Pemulihan yang berulang kali Yesus lakukan dengan menampakkan diri pada murid-murid ternyata membuahkan hasil yang luar biasa. Kuasa Roh Kudus yang dihembuskan Yesus begitu dasyat berpengaruh pada diri murid-murid Yesus. Hembusan Roh Kudus itu bagaikan nafas kehidupan yang dulu Allah berikan kepada Adam, sehingga Adam menjadi manusia yang hidup atau seperti hembusan Roh atas tulang-tulang kering rakyat Israel yang telah mati dan kini bangkit kembali (Yeh. 37:9). Murid-murid yang tadinya mengurung diri dicengkram ketakutan dan pesimisme kini mereka bangkit, Yerusalem yang begitu mengerikan dan harus dihindari kini mereka hadapi. Bahkan di pusat kekuasaan pembesar Yahudi yang dahulu menyiksa, menista dan membantai Sang Guru, kini mereka tampil dengan penuh keyakinan.

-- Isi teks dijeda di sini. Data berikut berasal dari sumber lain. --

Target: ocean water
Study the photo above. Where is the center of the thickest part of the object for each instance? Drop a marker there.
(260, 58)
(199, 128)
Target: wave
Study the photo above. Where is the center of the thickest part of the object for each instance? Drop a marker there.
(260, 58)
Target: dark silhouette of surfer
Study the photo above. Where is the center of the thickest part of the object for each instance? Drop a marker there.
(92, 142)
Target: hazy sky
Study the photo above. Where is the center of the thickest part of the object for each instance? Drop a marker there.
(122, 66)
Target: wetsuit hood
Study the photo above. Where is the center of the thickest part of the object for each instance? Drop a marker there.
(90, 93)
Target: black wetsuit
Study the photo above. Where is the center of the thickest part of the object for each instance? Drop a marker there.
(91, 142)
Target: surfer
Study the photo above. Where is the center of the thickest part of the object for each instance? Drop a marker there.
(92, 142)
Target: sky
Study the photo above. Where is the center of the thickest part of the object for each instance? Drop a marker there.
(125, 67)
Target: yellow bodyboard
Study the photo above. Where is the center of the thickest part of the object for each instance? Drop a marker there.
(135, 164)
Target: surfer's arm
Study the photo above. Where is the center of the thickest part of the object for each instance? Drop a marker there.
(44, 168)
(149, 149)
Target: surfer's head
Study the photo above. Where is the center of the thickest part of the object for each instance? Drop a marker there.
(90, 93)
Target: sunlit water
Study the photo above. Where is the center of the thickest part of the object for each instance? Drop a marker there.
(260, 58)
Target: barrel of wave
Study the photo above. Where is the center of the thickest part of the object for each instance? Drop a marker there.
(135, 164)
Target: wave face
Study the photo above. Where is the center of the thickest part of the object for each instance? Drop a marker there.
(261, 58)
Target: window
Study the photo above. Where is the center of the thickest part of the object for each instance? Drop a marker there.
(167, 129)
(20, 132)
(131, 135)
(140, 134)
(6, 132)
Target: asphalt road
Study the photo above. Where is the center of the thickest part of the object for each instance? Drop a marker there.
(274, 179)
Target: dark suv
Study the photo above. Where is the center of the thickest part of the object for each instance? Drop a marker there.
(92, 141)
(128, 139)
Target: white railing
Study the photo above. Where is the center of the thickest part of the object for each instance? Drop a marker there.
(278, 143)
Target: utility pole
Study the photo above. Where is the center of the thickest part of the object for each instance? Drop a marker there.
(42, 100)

Petrus berkhotbah memberitakan kesaksian tentang Yesus (Kis.2:14-40). Itulah dampak yang terjadi ketika para murid berjumpa dengan Kristus yang bangkit. Kebangkitan itu bukan teori tetapi pengalaman eksistensial sehingga benar-benar mengubah kehidupan iman para murid.

Mestinya, kita yang mendengar berita kebangkitan dan menjadi percaya mengalami pengalaman yang serupa juga dengan para murid. Percuma kita percaya kepada Yesus yang bangkit kalau sampai saat ini kita masih “mengunci diri”, melarikan diri dari masalah dan pergumulan. Tidak ada gunanya mempertahankan doktrin Yesus yang bangkit kalau saja dalam kehidupan ini kita lebih memilih jalan pintas untuk menyelesaikan masalah. Sia-sia mengimani Yesus yang bangkit jika kita masih dikuasai oleh pesimisme. Tunjukkanlah, saksikanlah pada dunia bahwa Yesusmu itu hidup di dalam dirimu!